- 3/4 pound medium shrimp, shelled and deveined (reserve shells)
- 3 tablespoons olive oil
- 1/3 cup dry sherry
- 5 cups water
- 1 bay leaf
- 1 carrot, chopped
- 1 large stalk celery, chopped
- 1 medium onion, chopped
- 1 tablespoon plus 1 teaspoon long-grain white rice
- 1 tablespoon plus 1 teaspoon tomato paste
- 1/4 teaspoon cayenne pepper
- 1/2 teaspoon salt
- 1/4 cup heavy cream
Heat 1 tablespoon olive oil in a medium saucepan over medium high heat. Add shrimp shells and cook, stirring frequently, until the tails turn pink, about 2 minutes. Add sherry and cook, stirring frequently, until most of sherry is evaporated. Add water and bay leaf, bring the mixture to a boil; reduce to a simmer. Let simmer, uncovered, 20 minutes. Pour shrimp stock through a strainer into a bowl and press gently on the shells to release extra liquid. Discard shells and bay leaf.
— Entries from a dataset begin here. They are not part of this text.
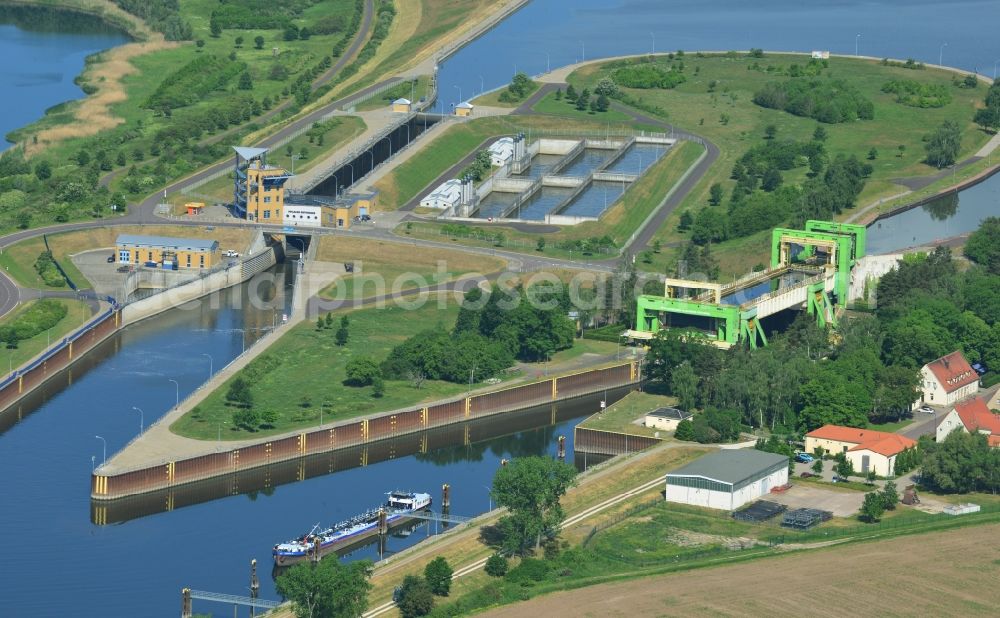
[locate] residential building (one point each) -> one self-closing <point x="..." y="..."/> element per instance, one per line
<point x="447" y="195"/>
<point x="727" y="479"/>
<point x="866" y="449"/>
<point x="666" y="419"/>
<point x="971" y="415"/>
<point x="947" y="380"/>
<point x="167" y="252"/>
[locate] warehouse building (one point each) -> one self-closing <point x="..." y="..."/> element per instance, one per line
<point x="168" y="252"/>
<point x="727" y="479"/>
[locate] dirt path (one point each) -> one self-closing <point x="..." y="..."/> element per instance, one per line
<point x="950" y="573"/>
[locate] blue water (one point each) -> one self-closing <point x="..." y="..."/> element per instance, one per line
<point x="38" y="71"/>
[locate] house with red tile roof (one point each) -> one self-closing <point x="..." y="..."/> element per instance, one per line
<point x="971" y="415"/>
<point x="866" y="449"/>
<point x="947" y="380"/>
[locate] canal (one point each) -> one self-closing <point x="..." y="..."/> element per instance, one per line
<point x="63" y="564"/>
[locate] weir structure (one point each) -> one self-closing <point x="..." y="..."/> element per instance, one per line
<point x="810" y="269"/>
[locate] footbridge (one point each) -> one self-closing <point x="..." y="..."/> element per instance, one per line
<point x="810" y="270"/>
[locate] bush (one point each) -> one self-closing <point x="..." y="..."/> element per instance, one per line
<point x="496" y="566"/>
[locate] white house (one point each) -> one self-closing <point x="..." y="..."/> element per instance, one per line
<point x="727" y="479"/>
<point x="947" y="380"/>
<point x="446" y="195"/>
<point x="502" y="150"/>
<point x="971" y="415"/>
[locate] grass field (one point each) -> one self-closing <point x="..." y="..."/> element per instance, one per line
<point x="619" y="222"/>
<point x="19" y="259"/>
<point x="699" y="106"/>
<point x="78" y="312"/>
<point x="380" y="266"/>
<point x="620" y="416"/>
<point x="311" y="366"/>
<point x="856" y="579"/>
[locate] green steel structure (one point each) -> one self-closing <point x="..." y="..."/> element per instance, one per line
<point x="835" y="246"/>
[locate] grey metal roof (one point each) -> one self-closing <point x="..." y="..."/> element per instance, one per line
<point x="671" y="413"/>
<point x="731" y="466"/>
<point x="167" y="242"/>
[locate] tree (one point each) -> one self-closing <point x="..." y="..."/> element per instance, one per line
<point x="684" y="385"/>
<point x="944" y="144"/>
<point x="43" y="170"/>
<point x="438" y="575"/>
<point x="362" y="370"/>
<point x="530" y="489"/>
<point x="715" y="194"/>
<point x="685" y="431"/>
<point x="415" y="597"/>
<point x="890" y="497"/>
<point x="329" y="589"/>
<point x="873" y="507"/>
<point x="496" y="566"/>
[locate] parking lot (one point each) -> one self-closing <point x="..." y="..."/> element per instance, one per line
<point x="804" y="495"/>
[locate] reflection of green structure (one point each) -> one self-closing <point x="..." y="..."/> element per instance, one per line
<point x="824" y="253"/>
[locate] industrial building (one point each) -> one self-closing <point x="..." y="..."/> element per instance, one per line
<point x="167" y="252"/>
<point x="866" y="449"/>
<point x="727" y="479"/>
<point x="260" y="195"/>
<point x="947" y="380"/>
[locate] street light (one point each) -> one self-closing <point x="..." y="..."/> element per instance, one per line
<point x="141" y="415"/>
<point x="104" y="459"/>
<point x="177" y="392"/>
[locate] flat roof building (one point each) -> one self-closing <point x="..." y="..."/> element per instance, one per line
<point x="727" y="479"/>
<point x="166" y="251"/>
<point x="446" y="195"/>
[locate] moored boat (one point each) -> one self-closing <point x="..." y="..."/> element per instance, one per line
<point x="397" y="509"/>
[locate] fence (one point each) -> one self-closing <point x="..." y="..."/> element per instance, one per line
<point x="164" y="474"/>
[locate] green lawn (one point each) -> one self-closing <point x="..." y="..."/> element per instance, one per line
<point x="311" y="366"/>
<point x="78" y="312"/>
<point x="699" y="106"/>
<point x="621" y="416"/>
<point x="561" y="107"/>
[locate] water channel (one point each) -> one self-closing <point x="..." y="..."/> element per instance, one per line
<point x="62" y="564"/>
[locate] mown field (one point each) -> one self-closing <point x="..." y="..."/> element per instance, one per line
<point x="716" y="102"/>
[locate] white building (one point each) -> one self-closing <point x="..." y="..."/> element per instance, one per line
<point x="446" y="195"/>
<point x="947" y="380"/>
<point x="727" y="479"/>
<point x="502" y="150"/>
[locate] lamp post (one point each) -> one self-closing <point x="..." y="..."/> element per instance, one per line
<point x="141" y="415"/>
<point x="177" y="392"/>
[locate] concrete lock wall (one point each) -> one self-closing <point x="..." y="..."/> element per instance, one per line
<point x="162" y="475"/>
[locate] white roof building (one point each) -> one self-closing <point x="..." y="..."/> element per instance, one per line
<point x="502" y="150"/>
<point x="446" y="195"/>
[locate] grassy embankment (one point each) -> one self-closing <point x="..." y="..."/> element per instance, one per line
<point x="77" y="313"/>
<point x="622" y="415"/>
<point x="379" y="267"/>
<point x="19" y="259"/>
<point x="123" y="118"/>
<point x="699" y="106"/>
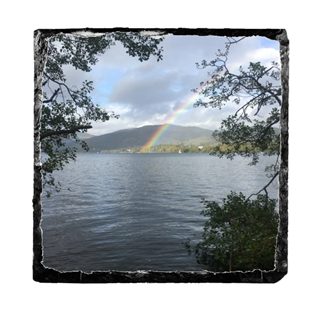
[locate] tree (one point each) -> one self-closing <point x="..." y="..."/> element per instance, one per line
<point x="230" y="242"/>
<point x="66" y="109"/>
<point x="241" y="233"/>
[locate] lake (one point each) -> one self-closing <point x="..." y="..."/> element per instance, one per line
<point x="131" y="212"/>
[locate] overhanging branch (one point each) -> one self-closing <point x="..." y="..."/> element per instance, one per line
<point x="264" y="188"/>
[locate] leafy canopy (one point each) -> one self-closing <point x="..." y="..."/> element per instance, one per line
<point x="67" y="109"/>
<point x="241" y="233"/>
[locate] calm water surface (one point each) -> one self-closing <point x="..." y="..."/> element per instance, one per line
<point x="131" y="212"/>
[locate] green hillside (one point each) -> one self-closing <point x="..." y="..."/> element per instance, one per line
<point x="130" y="138"/>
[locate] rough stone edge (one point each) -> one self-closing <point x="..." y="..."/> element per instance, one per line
<point x="42" y="274"/>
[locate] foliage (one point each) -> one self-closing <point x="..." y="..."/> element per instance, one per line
<point x="67" y="109"/>
<point x="253" y="89"/>
<point x="240" y="234"/>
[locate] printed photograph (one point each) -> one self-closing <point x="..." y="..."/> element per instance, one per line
<point x="160" y="152"/>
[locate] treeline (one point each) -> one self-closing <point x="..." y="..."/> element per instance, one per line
<point x="176" y="148"/>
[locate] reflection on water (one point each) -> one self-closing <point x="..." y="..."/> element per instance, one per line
<point x="132" y="212"/>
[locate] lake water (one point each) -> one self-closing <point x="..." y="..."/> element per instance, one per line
<point x="131" y="212"/>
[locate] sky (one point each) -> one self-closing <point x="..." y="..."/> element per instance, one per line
<point x="152" y="93"/>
While stock is cooking, heat 1 tablespoon olive oil in a large saucepan over medium heat. Add the shrimp and cook, stirring frequently, until cooked through (3-4 minutes). Move to a bowl and set aside. In the saucepan, add 1 tablespoon olive oil, carrots, celery and onion. Cook until the onion and celery are soft, about 5 minutes. Stir in shrimp stock, rice, tomato paste, cayenne pepper and salt. Cover the saucepan and simmer the mixture until the rice is tender, about 20 minutes. Reserve 4-8 shrimp for garnish and stir the remaining shrimp into the soup. Allow soup to cool 10 minutes. In a blender, puree the soup until smooth. Return soup to saucepan and stir in cream. Reheat on low. Serve in bowls and garnish with whole shrimp. Serves 4.